彼女は私の後頭部をぺたぺた触って、「うん、コブはないね」とにっこり笑った。
…ん?ああ、そうか。
「私、体育の時倒れたんだっけ」
「記憶も大丈夫みたいね。そ、後ろからバレーボールがばちーんって当たって卒倒。ビックリしたんだから」
ボールが頭にぶつかるジェスチャーをしながら、彼女はまるで自分が体を痛めたかのように顔をしかめる。
そう、確か2限目は他クラス合同バレーで、ちょっとした試合をしていたのだ。
「ぶつけたの、隣のクラスのやつだったよ。顔真っ青にしてさー、って言うか、今そこで待ってる」
「え」
それを先に言え。
目を見開いた私の視線を受けてか、彼女はカーテンを引いて彼をベッドの方へと誘った。
「ごめん!」
開口一番、謝罪。目が合う間もなく深く下げられた頭に、私はまばたきを繰り返す。
「ぶつけるつもりはなかったんだ…まさか、あんな思いっきり飛ぶと思ってなくて」
頭を下げたまま、彼はしどろもどろしながら謝罪を繰り返した。友人は一体何をどう察したのか、いつの間にか姿が見えない。

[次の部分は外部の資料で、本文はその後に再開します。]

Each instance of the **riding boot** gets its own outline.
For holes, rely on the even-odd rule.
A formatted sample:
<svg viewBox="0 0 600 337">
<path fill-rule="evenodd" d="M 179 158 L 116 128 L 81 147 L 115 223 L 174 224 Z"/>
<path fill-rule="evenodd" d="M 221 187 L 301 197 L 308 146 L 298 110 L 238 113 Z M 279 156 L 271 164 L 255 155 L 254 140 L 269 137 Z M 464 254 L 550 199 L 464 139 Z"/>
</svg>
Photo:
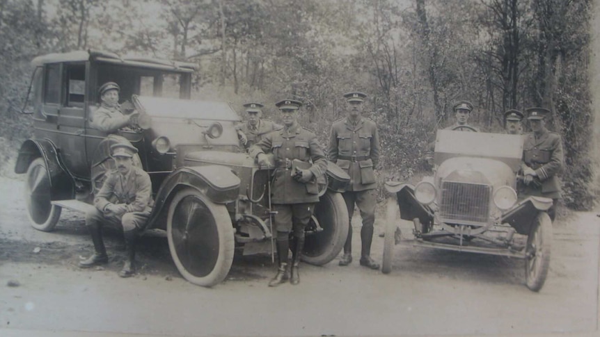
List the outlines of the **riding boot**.
<svg viewBox="0 0 600 337">
<path fill-rule="evenodd" d="M 302 256 L 302 249 L 304 248 L 304 237 L 296 238 L 294 245 L 292 248 L 292 276 L 290 283 L 298 284 L 300 283 L 300 274 L 298 272 L 298 266 L 300 264 L 300 258 Z"/>
<path fill-rule="evenodd" d="M 136 243 L 137 242 L 137 231 L 128 231 L 123 233 L 125 238 L 127 257 L 123 263 L 123 268 L 119 272 L 121 277 L 129 277 L 136 273 Z"/>
<path fill-rule="evenodd" d="M 371 269 L 379 269 L 379 265 L 371 258 L 371 242 L 373 240 L 373 227 L 363 226 L 361 229 L 361 242 L 362 250 L 361 252 L 361 265 Z"/>
<path fill-rule="evenodd" d="M 350 219 L 352 222 L 352 219 Z M 352 225 L 348 228 L 348 237 L 346 238 L 346 243 L 344 244 L 344 255 L 340 258 L 340 265 L 348 265 L 352 262 Z"/>
<path fill-rule="evenodd" d="M 279 268 L 277 270 L 277 274 L 269 282 L 269 287 L 279 286 L 290 278 L 290 272 L 287 270 L 287 251 L 290 250 L 290 241 L 278 240 L 276 245 Z"/>
<path fill-rule="evenodd" d="M 92 242 L 94 243 L 94 254 L 79 261 L 79 268 L 89 268 L 109 262 L 106 249 L 104 247 L 104 242 L 102 240 L 102 228 L 100 226 L 95 225 L 89 226 L 88 229 L 90 231 Z"/>
</svg>

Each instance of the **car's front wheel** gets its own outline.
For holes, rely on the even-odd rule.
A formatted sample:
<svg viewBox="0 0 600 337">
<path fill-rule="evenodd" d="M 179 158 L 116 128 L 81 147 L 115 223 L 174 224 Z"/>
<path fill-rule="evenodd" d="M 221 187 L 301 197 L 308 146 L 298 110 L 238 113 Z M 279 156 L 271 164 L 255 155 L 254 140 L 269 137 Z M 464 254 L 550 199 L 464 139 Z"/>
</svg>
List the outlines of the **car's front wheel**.
<svg viewBox="0 0 600 337">
<path fill-rule="evenodd" d="M 223 281 L 233 261 L 233 227 L 227 208 L 194 188 L 175 195 L 168 209 L 167 237 L 179 272 L 192 283 Z"/>
<path fill-rule="evenodd" d="M 25 200 L 31 226 L 42 231 L 54 229 L 61 217 L 62 208 L 52 204 L 50 176 L 43 158 L 31 162 L 27 169 Z"/>
<path fill-rule="evenodd" d="M 525 277 L 527 288 L 539 291 L 550 269 L 552 245 L 552 221 L 546 212 L 539 212 L 534 220 L 526 248 Z"/>
<path fill-rule="evenodd" d="M 315 206 L 313 217 L 316 222 L 308 224 L 302 260 L 322 265 L 335 258 L 348 237 L 348 209 L 342 195 L 328 190 Z"/>
</svg>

「ううん、気にしないで。私もあの時、友達と話し込んでて余所見してたから」
「そうか…本当、悪かった」
サッカーボールなら扱い慣れてるんだけど、と呟きながら、彼はやっと頭を上げる。
そこで初めて目が合ったところで─微かに、彼が息を呑んだ、気がした。
「…? どうかした?」
「あ、…いや」
彼は何度か目をしばたいて、僅かに眉間に皺を寄せる。
その表情に、ふと─私は、こめかみの辺りに痛みを感じた気がして、無意識にそこへ指を当てた。
「い、痛むのか?」
「あ…ううん。多分、気のせい」
だと、思う。
事実その一瞬で痛みは引いたし、余韻のようなものもない。
けれど、何故か不思議なことに、今度は胸の辺りがもやもやしてきた。
悲しいような泣きたいような。
嬉しいような泣きたいような。
バラバラな気持ちに同時に引っ張られて、どうすれば良いか分からない─そんな感覚を覚える。
(もし最後に望みが叶うのなら)
ふいに、脳裏にあの悪夢が甦る。
いつもと違うのは、聞いたことのない女の人の囁きが反射していることだった。
(もう一度■■■■とお話したかった、な)
─諦めたような、けれど、優しい色の滲んだ、涙声。
知らないはずなのに、知っている。心が痛むほどに。
「…ね。私、名字って言うの。そっちの名前、聞いても良いかな」
「え、ああ…」
ただ、一番不思議なのは。
「俺は…霧野、蘭丸」
「下の名前、変わってるね」
「…そうかな」
彼と会えたことが、涙が出そうになるほど嬉しいと思っている自分がいることだった。